4. "Analytical results can be obtained in geographical areas away from the central laboratory to be able to reach out to more people." The performance specification is therefore directly related to how far away you are from care. A test result for a person who is 100 miles from the hospital does not require as good quality as one who is only 50 miles from the hospital. There is a certain logic to it, "[I]t can be accepted that the benefits gained from the use of HIV POCT, with increasted testing rates and reaching out to a larger population, outweigh any undesirable effects of lower sensitivities and specificities." So as you get closer to a core laboratory, we care more about the quality of your results. Geography, again, is destiny. If you're in a hospital, we care more about getting your diagnosis correct. If you're in a rural area, we care less. Callous, but effective.

Are the net effect of any of these rationalizations better quality?

The 4 reasons don't actually necessarily mandate lower quality. You could conceivably construct a scenario where you need more quality at POCT when you're about to make a major decision. AMI or not? What's the POCT say? That's a scenario that might take far away from a core laboratory, but arguably needs increased quality. But the authors conclude the major direction is downward: "In most of these situations, the APS of POC instruments will be less stringent compared to those used in a central laboratory, and the main reason is that the requester is closer to both the analytical and the clinical situation."

The 4 reasons for reduced quality enable a lowering of standards. The worst quality, therefore, can occur when the clinician is right in front you with POCT.

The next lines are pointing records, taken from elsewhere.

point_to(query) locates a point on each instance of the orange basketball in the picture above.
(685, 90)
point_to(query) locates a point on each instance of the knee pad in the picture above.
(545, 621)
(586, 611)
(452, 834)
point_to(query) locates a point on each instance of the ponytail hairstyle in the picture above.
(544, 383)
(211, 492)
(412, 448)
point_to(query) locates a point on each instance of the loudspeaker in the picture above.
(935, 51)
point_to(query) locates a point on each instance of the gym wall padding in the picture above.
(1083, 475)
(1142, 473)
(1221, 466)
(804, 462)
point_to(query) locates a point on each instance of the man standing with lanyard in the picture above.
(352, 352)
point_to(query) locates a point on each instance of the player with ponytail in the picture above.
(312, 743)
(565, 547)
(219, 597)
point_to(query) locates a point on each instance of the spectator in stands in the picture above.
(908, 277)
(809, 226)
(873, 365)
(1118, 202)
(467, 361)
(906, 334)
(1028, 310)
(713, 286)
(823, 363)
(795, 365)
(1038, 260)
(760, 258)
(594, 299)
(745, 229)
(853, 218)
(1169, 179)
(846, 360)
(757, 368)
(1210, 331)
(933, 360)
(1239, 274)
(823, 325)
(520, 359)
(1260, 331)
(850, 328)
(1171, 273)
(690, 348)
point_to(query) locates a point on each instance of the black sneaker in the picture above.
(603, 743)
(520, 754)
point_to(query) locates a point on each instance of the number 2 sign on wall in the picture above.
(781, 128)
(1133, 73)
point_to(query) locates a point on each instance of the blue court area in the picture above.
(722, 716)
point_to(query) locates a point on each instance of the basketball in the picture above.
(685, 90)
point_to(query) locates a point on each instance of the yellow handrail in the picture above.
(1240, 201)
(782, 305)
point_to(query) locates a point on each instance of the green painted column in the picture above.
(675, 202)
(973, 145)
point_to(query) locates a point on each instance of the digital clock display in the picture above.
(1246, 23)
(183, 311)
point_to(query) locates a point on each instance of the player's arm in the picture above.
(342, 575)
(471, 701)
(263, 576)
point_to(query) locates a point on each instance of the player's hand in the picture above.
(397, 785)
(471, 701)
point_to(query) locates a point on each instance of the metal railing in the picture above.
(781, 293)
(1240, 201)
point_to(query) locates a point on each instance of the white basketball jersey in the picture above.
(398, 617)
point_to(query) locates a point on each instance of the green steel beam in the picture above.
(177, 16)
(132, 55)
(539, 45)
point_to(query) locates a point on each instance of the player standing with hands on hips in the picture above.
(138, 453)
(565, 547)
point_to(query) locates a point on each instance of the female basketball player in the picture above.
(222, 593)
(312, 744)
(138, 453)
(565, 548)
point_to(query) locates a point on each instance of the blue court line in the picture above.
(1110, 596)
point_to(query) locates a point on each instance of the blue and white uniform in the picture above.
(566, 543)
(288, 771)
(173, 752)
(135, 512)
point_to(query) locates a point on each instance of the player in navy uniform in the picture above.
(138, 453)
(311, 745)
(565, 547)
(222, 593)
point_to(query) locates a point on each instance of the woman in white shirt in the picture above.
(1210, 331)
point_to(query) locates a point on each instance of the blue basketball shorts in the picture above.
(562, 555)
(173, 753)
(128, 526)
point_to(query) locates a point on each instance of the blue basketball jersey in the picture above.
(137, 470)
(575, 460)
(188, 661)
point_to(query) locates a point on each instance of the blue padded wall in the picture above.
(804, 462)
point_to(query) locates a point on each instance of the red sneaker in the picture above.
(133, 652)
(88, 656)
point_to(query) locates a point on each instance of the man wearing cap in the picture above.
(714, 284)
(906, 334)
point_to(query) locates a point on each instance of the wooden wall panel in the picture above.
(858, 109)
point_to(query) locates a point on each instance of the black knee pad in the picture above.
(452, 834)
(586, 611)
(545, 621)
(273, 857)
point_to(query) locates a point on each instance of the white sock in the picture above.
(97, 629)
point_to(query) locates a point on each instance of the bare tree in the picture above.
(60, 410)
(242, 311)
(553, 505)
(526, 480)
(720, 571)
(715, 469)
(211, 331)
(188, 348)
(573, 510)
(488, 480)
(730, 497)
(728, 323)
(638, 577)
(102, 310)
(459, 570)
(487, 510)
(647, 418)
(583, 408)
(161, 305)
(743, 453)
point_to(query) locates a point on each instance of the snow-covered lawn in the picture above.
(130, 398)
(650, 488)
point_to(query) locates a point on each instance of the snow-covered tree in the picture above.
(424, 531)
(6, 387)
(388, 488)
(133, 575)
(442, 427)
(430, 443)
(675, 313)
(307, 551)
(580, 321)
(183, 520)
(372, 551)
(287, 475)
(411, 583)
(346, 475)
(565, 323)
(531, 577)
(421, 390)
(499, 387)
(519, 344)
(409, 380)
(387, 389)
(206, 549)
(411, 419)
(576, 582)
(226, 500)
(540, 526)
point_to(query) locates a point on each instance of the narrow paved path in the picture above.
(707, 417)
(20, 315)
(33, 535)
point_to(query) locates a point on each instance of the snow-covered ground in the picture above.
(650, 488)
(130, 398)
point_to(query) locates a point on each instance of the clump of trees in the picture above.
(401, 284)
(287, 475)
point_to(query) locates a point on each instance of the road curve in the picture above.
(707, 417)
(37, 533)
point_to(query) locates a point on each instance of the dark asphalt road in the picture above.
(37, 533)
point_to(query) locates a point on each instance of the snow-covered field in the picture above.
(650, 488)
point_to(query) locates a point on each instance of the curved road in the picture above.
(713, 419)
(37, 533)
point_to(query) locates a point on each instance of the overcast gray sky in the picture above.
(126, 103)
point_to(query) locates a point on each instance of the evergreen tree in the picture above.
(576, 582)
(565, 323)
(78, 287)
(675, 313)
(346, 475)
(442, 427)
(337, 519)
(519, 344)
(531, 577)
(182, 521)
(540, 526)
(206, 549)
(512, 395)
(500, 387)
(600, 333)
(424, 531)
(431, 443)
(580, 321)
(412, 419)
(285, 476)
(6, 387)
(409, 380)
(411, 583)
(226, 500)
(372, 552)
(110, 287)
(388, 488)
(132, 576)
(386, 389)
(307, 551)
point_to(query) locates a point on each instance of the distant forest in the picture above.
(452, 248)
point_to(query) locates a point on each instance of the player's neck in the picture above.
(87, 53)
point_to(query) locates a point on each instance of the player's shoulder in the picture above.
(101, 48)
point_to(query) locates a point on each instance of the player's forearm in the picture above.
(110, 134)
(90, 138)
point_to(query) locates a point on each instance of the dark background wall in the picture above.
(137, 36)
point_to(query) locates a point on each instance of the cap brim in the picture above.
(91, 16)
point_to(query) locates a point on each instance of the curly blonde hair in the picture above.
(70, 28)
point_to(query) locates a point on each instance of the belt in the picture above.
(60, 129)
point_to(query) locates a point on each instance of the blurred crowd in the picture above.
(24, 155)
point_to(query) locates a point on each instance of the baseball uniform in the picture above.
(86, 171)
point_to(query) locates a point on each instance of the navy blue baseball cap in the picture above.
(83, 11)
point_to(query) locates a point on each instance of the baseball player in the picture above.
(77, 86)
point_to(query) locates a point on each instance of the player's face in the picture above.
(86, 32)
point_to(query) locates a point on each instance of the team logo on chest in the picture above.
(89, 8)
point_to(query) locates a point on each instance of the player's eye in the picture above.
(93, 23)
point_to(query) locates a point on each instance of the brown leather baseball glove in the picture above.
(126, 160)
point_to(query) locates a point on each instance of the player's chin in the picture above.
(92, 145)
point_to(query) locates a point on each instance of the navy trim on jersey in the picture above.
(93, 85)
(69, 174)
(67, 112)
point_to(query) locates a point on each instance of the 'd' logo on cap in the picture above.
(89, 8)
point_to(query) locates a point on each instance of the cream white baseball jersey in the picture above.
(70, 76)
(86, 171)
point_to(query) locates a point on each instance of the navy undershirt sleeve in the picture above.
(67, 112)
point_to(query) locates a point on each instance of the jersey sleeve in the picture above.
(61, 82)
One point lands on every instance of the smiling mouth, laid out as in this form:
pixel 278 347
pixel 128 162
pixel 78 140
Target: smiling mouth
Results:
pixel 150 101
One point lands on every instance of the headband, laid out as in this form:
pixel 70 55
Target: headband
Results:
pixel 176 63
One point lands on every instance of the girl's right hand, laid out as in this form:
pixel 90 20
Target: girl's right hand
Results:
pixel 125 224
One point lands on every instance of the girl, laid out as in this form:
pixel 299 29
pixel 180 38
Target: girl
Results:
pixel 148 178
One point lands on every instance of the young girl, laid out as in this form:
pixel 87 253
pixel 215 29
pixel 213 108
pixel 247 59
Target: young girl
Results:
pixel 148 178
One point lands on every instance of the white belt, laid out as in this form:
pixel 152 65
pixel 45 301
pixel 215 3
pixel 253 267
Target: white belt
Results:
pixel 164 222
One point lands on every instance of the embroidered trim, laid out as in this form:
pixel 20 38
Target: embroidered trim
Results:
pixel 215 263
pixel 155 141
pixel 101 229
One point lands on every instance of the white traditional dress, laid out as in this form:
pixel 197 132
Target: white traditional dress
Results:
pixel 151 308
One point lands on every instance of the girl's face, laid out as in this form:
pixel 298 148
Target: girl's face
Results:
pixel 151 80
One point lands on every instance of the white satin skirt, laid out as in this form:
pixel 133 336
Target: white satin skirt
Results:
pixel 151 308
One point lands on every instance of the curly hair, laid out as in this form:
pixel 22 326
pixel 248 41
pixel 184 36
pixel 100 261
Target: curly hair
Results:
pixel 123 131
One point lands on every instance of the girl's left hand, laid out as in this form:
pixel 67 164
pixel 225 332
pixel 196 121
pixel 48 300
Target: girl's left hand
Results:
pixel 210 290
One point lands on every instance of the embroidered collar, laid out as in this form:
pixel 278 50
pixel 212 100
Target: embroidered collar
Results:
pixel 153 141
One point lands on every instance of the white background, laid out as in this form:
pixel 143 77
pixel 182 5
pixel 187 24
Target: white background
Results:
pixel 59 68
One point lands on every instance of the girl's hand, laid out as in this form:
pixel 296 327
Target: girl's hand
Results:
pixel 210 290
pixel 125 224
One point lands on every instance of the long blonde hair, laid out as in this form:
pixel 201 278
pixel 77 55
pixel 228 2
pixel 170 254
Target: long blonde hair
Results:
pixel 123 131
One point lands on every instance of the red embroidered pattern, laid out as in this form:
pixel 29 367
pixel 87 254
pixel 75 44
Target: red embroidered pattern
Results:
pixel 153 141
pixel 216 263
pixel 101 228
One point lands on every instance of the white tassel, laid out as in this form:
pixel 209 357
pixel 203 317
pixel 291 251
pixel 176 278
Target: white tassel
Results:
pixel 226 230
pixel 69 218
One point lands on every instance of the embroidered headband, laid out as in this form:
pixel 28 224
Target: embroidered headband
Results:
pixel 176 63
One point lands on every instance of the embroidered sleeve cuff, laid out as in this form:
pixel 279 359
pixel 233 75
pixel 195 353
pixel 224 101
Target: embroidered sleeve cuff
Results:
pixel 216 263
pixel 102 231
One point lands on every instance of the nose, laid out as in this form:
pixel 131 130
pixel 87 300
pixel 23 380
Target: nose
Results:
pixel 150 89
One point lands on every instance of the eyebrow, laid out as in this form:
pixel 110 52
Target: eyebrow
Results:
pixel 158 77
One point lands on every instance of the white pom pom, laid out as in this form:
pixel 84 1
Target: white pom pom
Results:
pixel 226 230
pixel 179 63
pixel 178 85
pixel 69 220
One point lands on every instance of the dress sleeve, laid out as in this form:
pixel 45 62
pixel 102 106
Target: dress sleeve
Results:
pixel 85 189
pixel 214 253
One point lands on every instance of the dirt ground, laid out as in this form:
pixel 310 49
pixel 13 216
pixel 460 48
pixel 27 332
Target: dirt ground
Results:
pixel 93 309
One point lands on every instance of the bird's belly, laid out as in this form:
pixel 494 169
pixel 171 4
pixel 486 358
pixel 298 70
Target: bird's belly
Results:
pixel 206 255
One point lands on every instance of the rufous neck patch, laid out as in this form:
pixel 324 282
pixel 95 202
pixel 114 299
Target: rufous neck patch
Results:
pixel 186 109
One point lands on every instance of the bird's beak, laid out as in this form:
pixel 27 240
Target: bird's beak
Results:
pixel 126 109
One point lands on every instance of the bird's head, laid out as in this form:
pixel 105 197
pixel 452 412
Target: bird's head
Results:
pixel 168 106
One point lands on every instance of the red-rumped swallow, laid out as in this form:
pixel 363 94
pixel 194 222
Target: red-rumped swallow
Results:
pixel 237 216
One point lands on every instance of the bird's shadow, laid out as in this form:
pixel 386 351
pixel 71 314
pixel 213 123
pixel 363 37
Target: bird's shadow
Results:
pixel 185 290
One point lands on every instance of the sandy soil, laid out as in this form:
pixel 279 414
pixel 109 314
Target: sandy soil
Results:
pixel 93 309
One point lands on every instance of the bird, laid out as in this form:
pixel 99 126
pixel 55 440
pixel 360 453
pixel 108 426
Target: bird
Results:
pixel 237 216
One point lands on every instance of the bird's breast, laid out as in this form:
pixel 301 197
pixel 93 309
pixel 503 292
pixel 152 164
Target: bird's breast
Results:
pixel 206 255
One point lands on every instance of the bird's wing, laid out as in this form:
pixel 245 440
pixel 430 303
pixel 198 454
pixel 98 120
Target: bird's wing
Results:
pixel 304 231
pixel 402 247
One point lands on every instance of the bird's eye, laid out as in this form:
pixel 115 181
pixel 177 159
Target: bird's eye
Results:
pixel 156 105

Why bother with QC for POCT at all?

The authors push the logical conclusions of their thesis even further. "There is only circumstantial and anecdotal evidence that IQC for POCT is useful, no studies have proven that performing IQC on POC instruments will improve patient outcomes, although it has been shown that good analytical quality is associated with the use of IQC. The importance of analyzing liquid control materials is limited for POCT, and therefore, the IQC routines of hospital laboratories cannot be automatically adopted....Performing IQC has no value if there is no response to alarms."

Take a breath, thank the heavens, here is the solution to all of our problems. Worried about unskilled users making critical diagnoses in a short time period? Particularly users who don't understand QC? The solution is to eliminate QC. Again, we could even alleviate the burden of QC in the core laborotory, simply by employing even more unskilled staff who don't understand or respond to QC. Remember, the further away the lab is from a patient, the less quality we need. If we move far away enough, and if we never were trained on how to respond to an out-of-control event, we don't have to run QC anymore.

In a way, this is a great way to reward ignorance. As the skills of the users decline, the rationale for running QC declines. If they don't really know what they're doing - and most importantly, if they don't respond to their QC alarms - we just don't have to do it. Think of the savings! Laboratories simply need to keep reducing the salaries of their staff to reach the desirable level of ignorance.

It's time to stop being silly about something so serious

Perhaps the authors' intent was to shock laboratory scientists into taking quality of POCT more seriously. But the solution to a quality problem isn't to define quality down. It's to build a better quality system. The increasing lack of skill at POCT is not something to be enabled, but resisted. Building tortuous excuses to accelerate the degradation of quality are a professional breach. 

Quality can be done well at the POCT. It's not a foregone conclusion we have to lower our standards. It may be the easiest approach, but our ethics should guide us higher.